Occorre tuttavia rilevare che la partecipazione di cui scrivono Oriani, Gentile e Schilling non si limita ad una serie di tecniche organizzative , per quanto intelligenti, ma si presenta come una autentica visione del mondo alternativa a quella attuale , per cui la folla solitaria della società avanzata deve essere integrata nello Stato fino a dirigerlo in prima persona. Tale esigenza nasce come risposta al palese fallimento , o per meglio dire superamento , della democrazia. Questa, infatti, si regge su due principi , quello maggioritario e quello rappresentativo, che seppur validi due secoli or sono in quanto rivendicazioni di libertà dall’assolutismo, ne hanno oggi determinato la crisi. La rappresentanza esercitata dai partiti ha indotto i poteri forti ad assicurarsi col denaro l’assoggettamento delle maggioranze da essi espresse : per questo, la rappresentanza politica della volontà popolare ha perduto di efficacia e addirittura di significato, tanto che assistiamo all’affermarsi di un nuovo feudalesimo su scala planetaria , incarnato dalle cosche malavitose dell’alta finanza.

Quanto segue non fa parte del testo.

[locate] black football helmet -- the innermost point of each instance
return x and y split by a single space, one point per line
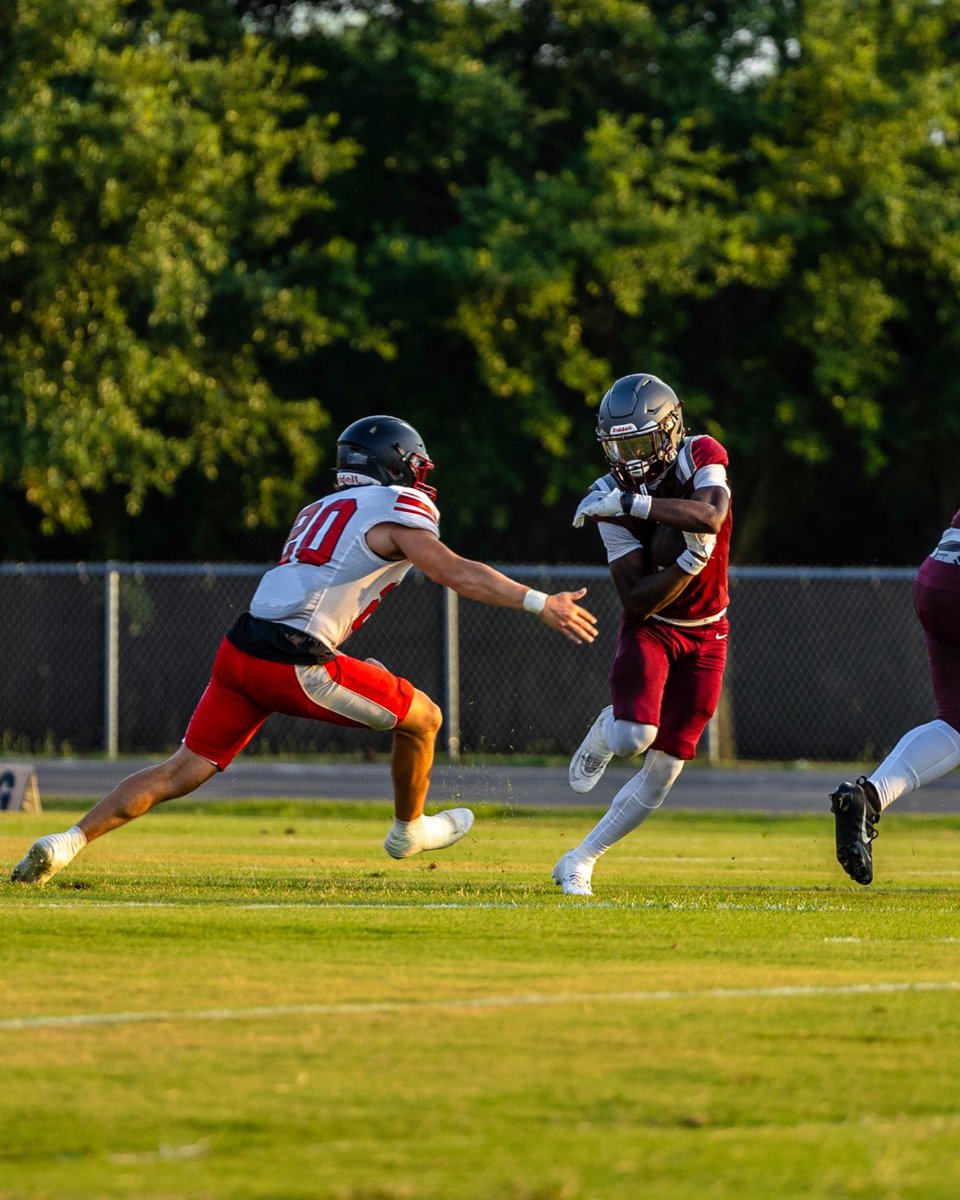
640 426
382 450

Tale è il motivo per cui Gerard Endenburg, docente emerito dell’Università di Utrecht e ispiratore del modello sociocratico , definisce quest’ultimo come il terzo stadio nell’organizzazione sociale , dopo l’assolutismo e la democrazia. Esso si fonda sul concetto di partecipazione totale, applicata non solamente al mondo della produzione ma alla società intera, iniziando dalla famiglia per passare alla scuola, ai quartieri, ai comuni, alle regioni, allo Stato. Ci collochiamo perciò ad un livello molto più avanzato delle teorie partecipative fin qui conosciute, tanto che la sua applicazione comporterebbe l’avvento di un assetto sociale totalmente nuovo, che fatichiamo perfino a immaginare. D’altra parte, come rileva giustamente il professore citato , di fronte al crollo della democrazia e all’ingovernabilità del sistema che ad essa si richiama, esistono due sole possibilità teoriche: o una regressione verso l’assolutismo, sia pure nella versione moderna della dittatura, o un balzo in avanti verso una società che integri direttamente il cittadino nello Stato, ridimensionando il potere di quegli intermediari partitici divenuti ostaggio dei nuovi feudatari. Tertium non datur . Nel dramma di questa scelta occorre peraltro osservare che in una società, come la nostra, ad alta tecnologia, sarebbe praticamente impossibile , per chiunque, esercitare il governo senza consenso. Perciò, l’unica alternativa realistica al fallimento della democrazia non è limitare ulteriormente la sovranità popolare bensì estenderla a tutti , e ciò dà ragione agli ingegni illuminati che già un secolo fa predicevano lucidamente tali sviluppi”.